Отец поднял голову. Его усталые, выцветшие глаза встретились с моими. Я ожидала увидеть в его взгляде гнев или защиту. Но, к удивлению, увидела только вину. Тяжелую, старую вину, которая, казалось, пролежала там уже так давно, что он сжился с ней.

— Я не могу, — сказал он тихо.

— Что — не можешь? — воскликнула с непониманием я.

— Не могу сказать то, что ты хочешь услышать. — Он отложил газету, но глаз не поднял. — Есть вещи, которые лучше не трогать. Ты ещё маленькая. Когда-нибудь ты поймёшь.

— А пока я должна просто верить? — перебила я. — Как можно верить в то, чего нет, папа?

Отец ничего не ответил. Только плечи его опустились ещё ниже, и он показался мне очень, очень старым. Я знала, что он любит меня. Но его любовь похожа на свет далёкой звезды: она как-бы есть, но не греет от слова совсем.

Уильям поднял голову. Он молчал всё это время, но теперь его губы дрогнули в усмешке.

— Ты закончила? — ехидно спросил он.

— Что?

— Ты закончила? — он повторил. — Тебе сказали, что всё в порядке. Что ты ещё хочешь? Чтобы мать упала перед тобой на колени и поклялась в любви?

— Не начинай. — Я закатила глаза.

— Мама сказала, что любит нас одинаково, — продолжил он.

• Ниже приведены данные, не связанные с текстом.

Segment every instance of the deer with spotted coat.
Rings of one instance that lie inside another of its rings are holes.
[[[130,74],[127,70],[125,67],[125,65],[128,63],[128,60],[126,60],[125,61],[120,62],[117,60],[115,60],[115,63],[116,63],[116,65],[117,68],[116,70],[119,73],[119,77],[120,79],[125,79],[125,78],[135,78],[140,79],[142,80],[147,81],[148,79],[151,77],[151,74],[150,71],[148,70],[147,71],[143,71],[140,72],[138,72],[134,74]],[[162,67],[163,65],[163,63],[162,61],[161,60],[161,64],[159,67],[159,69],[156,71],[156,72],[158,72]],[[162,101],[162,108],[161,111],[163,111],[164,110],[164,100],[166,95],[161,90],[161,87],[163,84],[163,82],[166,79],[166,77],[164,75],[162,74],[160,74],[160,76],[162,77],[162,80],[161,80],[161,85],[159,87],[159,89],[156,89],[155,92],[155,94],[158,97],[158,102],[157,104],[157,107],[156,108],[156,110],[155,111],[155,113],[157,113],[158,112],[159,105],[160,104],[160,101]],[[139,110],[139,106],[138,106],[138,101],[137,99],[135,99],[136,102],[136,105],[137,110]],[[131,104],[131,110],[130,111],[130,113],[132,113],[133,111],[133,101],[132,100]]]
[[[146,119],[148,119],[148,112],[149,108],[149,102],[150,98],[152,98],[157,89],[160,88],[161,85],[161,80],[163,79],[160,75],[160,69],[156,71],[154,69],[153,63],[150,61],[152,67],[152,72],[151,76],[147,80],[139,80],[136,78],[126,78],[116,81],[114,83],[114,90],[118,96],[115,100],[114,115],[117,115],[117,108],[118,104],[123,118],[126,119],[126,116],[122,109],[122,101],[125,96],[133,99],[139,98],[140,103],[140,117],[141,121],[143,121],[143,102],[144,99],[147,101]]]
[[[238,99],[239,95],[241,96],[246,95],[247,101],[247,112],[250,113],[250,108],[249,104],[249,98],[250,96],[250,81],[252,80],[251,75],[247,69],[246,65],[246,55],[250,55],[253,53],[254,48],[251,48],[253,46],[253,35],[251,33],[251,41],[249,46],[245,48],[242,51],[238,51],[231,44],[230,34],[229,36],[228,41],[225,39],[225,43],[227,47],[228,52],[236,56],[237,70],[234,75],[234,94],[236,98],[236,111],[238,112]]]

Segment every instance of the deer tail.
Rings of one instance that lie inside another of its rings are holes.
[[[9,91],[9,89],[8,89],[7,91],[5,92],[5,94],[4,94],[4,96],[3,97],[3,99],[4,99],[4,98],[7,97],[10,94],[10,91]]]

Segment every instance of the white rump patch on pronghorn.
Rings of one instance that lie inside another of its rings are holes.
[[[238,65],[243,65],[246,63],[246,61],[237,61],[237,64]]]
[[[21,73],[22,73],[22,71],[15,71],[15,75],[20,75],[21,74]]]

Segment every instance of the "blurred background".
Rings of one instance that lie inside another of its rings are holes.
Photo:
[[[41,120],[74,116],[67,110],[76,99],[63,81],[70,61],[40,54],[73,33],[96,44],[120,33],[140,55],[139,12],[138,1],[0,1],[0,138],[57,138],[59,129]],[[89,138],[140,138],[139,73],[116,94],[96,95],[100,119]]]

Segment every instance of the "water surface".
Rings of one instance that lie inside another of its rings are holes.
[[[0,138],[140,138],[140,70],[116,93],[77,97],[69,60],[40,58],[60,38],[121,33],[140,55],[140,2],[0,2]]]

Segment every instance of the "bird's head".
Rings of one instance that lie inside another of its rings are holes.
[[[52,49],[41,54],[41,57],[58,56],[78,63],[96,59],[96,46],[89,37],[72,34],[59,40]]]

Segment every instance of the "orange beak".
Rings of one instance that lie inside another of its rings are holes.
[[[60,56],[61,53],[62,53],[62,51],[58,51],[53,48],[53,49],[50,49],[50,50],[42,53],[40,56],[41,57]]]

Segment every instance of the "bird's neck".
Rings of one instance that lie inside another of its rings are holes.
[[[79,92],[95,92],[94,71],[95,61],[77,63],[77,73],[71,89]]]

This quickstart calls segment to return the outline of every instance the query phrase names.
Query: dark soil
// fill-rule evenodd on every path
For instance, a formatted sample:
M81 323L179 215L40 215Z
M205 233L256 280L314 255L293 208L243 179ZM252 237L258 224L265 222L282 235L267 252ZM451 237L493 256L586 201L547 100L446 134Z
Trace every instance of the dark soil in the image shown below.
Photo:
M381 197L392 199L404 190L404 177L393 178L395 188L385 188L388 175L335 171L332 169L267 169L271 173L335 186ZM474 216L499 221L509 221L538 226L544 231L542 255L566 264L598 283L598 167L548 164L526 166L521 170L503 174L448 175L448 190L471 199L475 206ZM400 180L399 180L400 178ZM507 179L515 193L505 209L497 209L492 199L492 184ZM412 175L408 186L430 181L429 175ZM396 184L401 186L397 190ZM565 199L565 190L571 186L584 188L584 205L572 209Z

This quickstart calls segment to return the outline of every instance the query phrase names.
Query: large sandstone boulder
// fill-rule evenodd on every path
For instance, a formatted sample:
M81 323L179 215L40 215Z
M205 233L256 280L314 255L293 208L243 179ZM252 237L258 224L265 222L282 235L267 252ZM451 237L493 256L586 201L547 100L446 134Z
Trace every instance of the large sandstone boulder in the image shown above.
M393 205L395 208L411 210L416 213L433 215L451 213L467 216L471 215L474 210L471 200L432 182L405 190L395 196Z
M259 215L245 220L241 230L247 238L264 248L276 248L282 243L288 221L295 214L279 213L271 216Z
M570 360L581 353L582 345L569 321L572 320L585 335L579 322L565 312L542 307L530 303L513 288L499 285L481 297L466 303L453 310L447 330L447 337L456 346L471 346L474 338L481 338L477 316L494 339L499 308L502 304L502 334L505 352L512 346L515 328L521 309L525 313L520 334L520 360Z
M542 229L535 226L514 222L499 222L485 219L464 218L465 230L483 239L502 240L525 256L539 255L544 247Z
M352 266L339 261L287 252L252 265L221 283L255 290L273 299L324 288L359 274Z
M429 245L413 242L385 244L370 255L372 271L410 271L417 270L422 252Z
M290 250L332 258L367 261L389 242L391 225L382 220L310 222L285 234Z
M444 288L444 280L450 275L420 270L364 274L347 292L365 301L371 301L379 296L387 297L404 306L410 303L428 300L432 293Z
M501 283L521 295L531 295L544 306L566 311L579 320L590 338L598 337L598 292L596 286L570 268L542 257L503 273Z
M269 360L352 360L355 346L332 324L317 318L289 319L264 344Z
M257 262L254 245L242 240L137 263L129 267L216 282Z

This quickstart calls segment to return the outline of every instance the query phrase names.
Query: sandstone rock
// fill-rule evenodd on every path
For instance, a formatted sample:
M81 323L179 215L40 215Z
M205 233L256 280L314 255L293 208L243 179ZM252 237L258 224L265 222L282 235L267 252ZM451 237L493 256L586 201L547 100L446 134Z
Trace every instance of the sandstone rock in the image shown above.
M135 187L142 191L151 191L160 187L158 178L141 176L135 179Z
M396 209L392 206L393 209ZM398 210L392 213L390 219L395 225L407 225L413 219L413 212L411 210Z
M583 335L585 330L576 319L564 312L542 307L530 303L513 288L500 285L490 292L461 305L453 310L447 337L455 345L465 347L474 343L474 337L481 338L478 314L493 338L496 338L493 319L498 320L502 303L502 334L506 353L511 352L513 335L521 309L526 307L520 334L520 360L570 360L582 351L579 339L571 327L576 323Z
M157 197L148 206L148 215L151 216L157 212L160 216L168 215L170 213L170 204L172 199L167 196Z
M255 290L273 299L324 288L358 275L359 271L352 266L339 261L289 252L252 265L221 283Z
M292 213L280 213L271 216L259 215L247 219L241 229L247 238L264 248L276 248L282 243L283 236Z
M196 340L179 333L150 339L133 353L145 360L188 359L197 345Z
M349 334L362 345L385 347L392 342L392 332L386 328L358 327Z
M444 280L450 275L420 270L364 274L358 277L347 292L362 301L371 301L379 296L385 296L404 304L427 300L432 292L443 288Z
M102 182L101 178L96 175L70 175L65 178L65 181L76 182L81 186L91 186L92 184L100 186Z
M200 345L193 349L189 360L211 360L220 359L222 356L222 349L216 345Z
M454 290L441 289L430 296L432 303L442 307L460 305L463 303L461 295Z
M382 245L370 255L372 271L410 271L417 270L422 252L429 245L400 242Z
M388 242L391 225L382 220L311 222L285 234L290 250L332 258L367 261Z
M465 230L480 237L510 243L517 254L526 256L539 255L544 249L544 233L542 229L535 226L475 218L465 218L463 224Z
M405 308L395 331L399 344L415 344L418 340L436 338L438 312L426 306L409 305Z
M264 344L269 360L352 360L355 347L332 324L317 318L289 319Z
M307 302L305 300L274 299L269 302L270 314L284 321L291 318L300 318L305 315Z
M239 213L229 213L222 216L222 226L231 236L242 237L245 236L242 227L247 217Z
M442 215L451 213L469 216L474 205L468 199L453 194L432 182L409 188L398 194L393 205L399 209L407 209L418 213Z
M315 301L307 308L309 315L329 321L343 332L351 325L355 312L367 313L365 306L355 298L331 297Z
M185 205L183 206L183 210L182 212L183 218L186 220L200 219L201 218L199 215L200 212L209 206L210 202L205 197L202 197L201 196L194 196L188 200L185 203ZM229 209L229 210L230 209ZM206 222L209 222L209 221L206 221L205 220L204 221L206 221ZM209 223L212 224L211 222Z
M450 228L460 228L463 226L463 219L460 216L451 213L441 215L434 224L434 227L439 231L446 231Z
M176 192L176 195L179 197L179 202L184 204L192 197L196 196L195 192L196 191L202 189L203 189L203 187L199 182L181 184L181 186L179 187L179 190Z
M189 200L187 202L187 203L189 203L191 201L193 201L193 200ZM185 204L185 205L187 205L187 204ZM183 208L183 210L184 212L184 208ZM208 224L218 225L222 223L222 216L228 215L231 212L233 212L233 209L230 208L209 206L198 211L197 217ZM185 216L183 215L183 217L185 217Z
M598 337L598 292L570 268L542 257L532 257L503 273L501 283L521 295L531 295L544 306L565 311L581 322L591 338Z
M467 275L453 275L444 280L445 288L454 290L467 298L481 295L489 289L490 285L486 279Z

— Это неправда. — Отрезала я.

— Может быть, ты просто хочешь, чтобы всё было про тебя?

— Не смей.

— А то что? — Он закрыл книгу. — Что ты сделаешь, Лизз? Будешь смотреть на меня своим обиженным взглядом?

Что-то во мне взорвалось. Не знаю, откуда взялась эта сила. Я была тихим ребенком и никогда не дралась. Но в тот миг – в тот самый миг, когда он улыбнулся своей ехидной, сытой улыбкой, я бросилась к нему, вырвала книгу из его рук и швырнула ее в камин.

Пламя охватило страницы мгновенно. Уильям вскрикнул. Мать ахнула и бросилась к камину, но было уже поздно.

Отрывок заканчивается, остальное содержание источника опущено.